[la vieja dama


“Por favor, sea usted breve”, dijo el hombre de bigote poblado cuando apenas habían pasado veinte minutos. “En realidad yo sólo he venido a decirle que la quiero”. La mujer miró al chico. Era joven, demasiado. Quizá un hijo  o un amigo, pero nunca un amante. Le concedió una sonrisa. El chico salió de la habitación con el beso de la mujer aún puesto en la mejilla.  Después, la mujer comentó con su agente que aquella  había sido la entrevista más extraña de toda su carrera como actriz y  quiso saber, por curiosidad,  el nombre del joven periodista al que no volvería a ver jamás.

La mujer falleció a los pocos días víctima de una confusión de tiempos y tomas entre las latas y botes de tranquilizantes, estimulantes, mermeladas, zumos de tomate y salsas agridulces. La encontraron en la cama con expresión confusa y los ojos muy abiertos, las pupilas perdidas en el techo y restos de saliva espumosa y seca escurriéndose por las comisuras. Los brazos estirados. Las piernas inimaginablemente confundidas entre sí. Recibió un funeral digno de una dama de la escena, con amables palabras de compañeros y un velatorio a pie de tablas,  muy cerca del escenario, en el gallinero  del teatro de su pueblo. De todas las formas, bonito.

 La muerte de Verónica Alegre causó revuelo entre las folcklóricas de capa caída, que se esforzaron por transformar a la dama en puta, y dibujaron bajo el prisma de los celos a una actriz dispuesta a todo por alcanzar el estrellato. Mientras primos y herederos se peleaban por las cenizas de un recuerdo casi mancillado, el joven periodista decidió publicar sin censura la última entrevista de la Alegre en un diario de tirada nacional. Con sus palabras, el joven hizo el retrato más dulce que se podía hacer de  aquella mujer de entrepierna fácil y tacón borracho, narrando los  despertares con amantes de tercera, con taxistas, con compañeros y directores, con escritores y los sórdidos encuentros entre pajares y bambalinas. Y todo con la ternura que sólo puede salir de la boca de un joven enamorado. Firmó la entrevista con un pseudónimo.
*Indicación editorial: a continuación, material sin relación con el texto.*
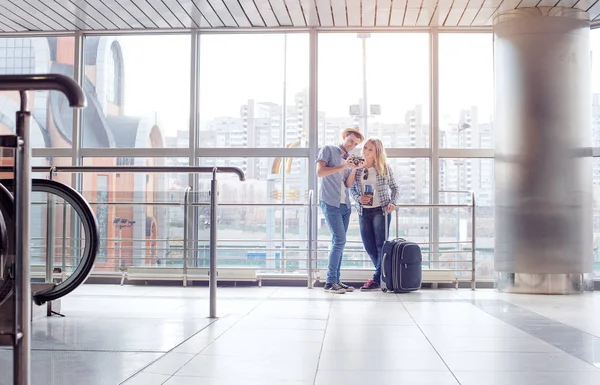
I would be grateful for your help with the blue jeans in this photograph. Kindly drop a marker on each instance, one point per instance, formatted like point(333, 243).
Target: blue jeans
point(338, 219)
point(373, 234)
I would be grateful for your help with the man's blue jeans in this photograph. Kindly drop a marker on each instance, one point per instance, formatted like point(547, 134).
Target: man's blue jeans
point(338, 219)
point(373, 234)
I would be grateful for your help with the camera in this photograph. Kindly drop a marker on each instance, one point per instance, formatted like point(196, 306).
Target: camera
point(357, 159)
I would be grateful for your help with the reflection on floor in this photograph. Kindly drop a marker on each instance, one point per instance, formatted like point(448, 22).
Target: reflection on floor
point(274, 336)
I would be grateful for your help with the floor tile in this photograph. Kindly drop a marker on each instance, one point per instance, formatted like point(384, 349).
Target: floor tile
point(411, 361)
point(385, 377)
point(169, 364)
point(181, 380)
point(147, 379)
point(527, 378)
point(251, 367)
point(518, 362)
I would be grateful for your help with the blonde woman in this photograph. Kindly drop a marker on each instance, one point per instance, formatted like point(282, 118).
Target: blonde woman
point(375, 193)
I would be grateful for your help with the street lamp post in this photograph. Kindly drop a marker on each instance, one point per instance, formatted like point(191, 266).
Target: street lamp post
point(459, 163)
point(364, 37)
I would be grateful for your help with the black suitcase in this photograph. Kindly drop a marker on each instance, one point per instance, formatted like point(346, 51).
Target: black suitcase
point(401, 270)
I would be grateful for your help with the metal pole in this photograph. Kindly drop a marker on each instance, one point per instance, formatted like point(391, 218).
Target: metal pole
point(473, 251)
point(310, 240)
point(186, 238)
point(365, 106)
point(434, 118)
point(282, 229)
point(64, 242)
point(50, 239)
point(22, 202)
point(213, 246)
point(313, 129)
point(50, 234)
point(458, 167)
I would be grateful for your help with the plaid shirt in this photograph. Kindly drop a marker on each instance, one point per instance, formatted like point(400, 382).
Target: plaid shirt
point(387, 189)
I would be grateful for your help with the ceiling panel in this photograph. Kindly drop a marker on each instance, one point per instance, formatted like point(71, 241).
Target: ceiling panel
point(584, 5)
point(236, 10)
point(255, 17)
point(397, 13)
point(296, 14)
point(203, 10)
point(338, 10)
point(353, 11)
point(441, 13)
point(132, 10)
point(594, 11)
point(265, 10)
point(101, 15)
point(183, 15)
point(79, 12)
point(21, 17)
point(117, 16)
point(382, 18)
point(310, 12)
point(35, 14)
point(91, 9)
point(455, 14)
point(368, 13)
point(279, 9)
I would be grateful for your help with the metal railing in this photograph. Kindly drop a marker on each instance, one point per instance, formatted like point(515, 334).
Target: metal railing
point(193, 246)
point(20, 333)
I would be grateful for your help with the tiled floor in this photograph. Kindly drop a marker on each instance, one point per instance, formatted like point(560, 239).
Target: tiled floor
point(274, 336)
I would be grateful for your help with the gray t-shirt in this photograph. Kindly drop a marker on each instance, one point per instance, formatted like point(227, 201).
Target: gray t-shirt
point(331, 186)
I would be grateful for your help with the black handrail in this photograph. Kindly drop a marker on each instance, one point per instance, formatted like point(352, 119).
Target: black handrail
point(90, 228)
point(56, 82)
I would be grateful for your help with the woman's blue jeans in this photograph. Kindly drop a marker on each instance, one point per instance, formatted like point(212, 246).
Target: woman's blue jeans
point(373, 234)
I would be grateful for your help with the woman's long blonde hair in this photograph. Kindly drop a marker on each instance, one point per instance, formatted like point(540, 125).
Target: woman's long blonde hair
point(380, 157)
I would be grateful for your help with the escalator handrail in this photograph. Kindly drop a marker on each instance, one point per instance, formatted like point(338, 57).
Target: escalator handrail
point(90, 228)
point(7, 248)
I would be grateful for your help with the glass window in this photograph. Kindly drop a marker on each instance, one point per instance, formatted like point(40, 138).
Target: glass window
point(38, 55)
point(596, 180)
point(138, 90)
point(140, 214)
point(254, 90)
point(378, 82)
point(476, 175)
point(271, 238)
point(466, 90)
point(595, 74)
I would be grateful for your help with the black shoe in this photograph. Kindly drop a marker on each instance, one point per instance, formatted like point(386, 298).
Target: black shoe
point(370, 285)
point(334, 288)
point(344, 286)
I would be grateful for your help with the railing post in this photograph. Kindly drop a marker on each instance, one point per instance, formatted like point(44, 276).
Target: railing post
point(186, 208)
point(22, 202)
point(310, 239)
point(212, 279)
point(50, 239)
point(473, 251)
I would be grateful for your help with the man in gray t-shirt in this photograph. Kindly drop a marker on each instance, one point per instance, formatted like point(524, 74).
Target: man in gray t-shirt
point(333, 164)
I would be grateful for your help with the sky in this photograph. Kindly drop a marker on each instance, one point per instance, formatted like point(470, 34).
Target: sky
point(237, 67)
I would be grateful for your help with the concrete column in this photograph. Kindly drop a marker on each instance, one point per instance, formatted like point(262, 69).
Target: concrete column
point(543, 156)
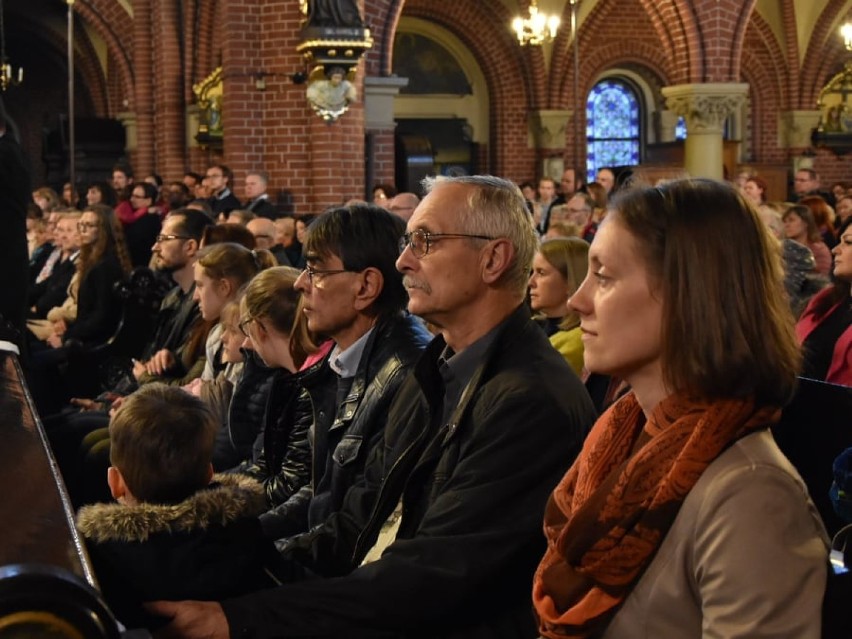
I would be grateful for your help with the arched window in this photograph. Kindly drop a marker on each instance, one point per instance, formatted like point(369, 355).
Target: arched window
point(612, 126)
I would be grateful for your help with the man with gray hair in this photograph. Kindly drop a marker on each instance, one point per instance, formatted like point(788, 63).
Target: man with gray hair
point(442, 536)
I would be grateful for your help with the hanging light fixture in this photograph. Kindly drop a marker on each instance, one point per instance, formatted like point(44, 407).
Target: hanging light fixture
point(846, 32)
point(8, 76)
point(536, 29)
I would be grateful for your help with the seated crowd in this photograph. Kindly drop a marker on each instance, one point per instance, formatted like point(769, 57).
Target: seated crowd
point(489, 412)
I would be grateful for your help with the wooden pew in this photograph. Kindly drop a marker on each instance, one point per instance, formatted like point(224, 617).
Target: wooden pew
point(47, 587)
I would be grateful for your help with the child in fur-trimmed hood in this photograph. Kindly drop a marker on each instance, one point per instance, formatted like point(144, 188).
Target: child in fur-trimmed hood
point(177, 531)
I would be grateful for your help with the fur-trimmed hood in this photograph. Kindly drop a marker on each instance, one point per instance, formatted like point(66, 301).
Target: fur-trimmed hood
point(229, 497)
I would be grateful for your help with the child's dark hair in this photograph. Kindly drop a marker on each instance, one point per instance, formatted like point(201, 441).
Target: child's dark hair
point(162, 443)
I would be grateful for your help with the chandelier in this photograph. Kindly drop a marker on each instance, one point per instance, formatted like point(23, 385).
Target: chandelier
point(537, 29)
point(846, 32)
point(8, 77)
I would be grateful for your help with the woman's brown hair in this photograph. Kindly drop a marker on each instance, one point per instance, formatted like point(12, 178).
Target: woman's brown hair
point(727, 330)
point(110, 240)
point(570, 257)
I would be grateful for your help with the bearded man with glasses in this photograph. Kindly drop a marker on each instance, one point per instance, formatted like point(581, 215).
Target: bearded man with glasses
point(442, 536)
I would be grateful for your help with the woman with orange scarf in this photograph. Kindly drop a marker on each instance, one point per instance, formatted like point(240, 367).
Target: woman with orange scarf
point(681, 517)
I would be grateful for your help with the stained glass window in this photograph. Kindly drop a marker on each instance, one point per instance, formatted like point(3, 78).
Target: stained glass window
point(680, 129)
point(612, 126)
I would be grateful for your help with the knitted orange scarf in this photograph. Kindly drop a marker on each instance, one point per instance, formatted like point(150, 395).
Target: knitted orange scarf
point(608, 516)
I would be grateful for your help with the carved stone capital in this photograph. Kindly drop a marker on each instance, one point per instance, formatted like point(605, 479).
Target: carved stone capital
point(547, 128)
point(795, 128)
point(705, 106)
point(379, 94)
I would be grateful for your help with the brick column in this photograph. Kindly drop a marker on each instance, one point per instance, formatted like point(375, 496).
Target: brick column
point(547, 130)
point(705, 107)
point(379, 94)
point(143, 94)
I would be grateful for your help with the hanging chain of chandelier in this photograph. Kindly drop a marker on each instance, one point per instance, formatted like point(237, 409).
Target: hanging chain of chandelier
point(537, 28)
point(8, 75)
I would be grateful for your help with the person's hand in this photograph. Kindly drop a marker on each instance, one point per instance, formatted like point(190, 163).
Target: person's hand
point(116, 404)
point(139, 369)
point(190, 619)
point(162, 361)
point(59, 327)
point(84, 404)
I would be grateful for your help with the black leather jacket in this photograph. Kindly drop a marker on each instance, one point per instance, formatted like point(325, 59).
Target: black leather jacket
point(344, 434)
point(280, 450)
point(473, 492)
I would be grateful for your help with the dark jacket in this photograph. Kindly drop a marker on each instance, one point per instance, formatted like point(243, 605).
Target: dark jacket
point(52, 291)
point(281, 455)
point(473, 492)
point(262, 207)
point(344, 433)
point(206, 547)
point(246, 413)
point(98, 308)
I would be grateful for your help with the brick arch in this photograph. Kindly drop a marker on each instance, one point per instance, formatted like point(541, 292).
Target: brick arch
point(743, 10)
point(600, 27)
point(507, 74)
point(612, 56)
point(813, 75)
point(676, 25)
point(105, 16)
point(379, 60)
point(764, 82)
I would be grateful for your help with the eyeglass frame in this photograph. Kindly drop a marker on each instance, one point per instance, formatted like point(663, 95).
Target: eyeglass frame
point(159, 239)
point(311, 271)
point(430, 238)
point(242, 324)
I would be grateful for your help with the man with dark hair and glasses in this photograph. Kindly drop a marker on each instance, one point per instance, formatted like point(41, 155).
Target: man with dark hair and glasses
point(353, 295)
point(442, 535)
point(220, 178)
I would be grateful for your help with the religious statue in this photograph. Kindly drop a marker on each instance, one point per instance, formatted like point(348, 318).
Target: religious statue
point(330, 97)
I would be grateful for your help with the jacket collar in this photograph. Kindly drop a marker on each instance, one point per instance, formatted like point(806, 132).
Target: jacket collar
point(227, 499)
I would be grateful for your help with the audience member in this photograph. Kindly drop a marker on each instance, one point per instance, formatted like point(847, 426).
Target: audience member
point(606, 178)
point(101, 193)
point(807, 182)
point(353, 295)
point(403, 205)
point(264, 233)
point(237, 216)
point(281, 456)
point(825, 329)
point(285, 237)
point(143, 224)
point(559, 266)
point(800, 226)
point(546, 201)
point(257, 201)
point(228, 233)
point(843, 209)
point(680, 487)
point(464, 460)
point(177, 530)
point(824, 218)
point(382, 193)
point(52, 290)
point(219, 180)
Y dejó una copia impresa sobre la tumba de la Alegre en la que la tinta había señalado una última frase: “He conseguido lo que me he propuesto con mi mente, con mi talento y también con mi cuerpo, ¿qué hay de malo en eso? Algunos tienen como único trabajo tener hijos con sangre azul, otros venden hipocresía en los púlpitos. Los hay que se suben la sotana en la última fila del cine y los hay que unen fortunas con alianzas de oro. Los hay que entran en casa a escondidas con el cuello rojizo, olor a burdel en la bragueta y el esperma aún caliente. Los hay que se enfrascan en matrimonios de amor de "una vez a la semana." La única diferencia entre ellos y yo es que yo he tenido siempre claro porqué lo hacía, fuera por vicio, por necesidad  o por amor. Y eso es algo que no se le puede echar en cara a nadie”.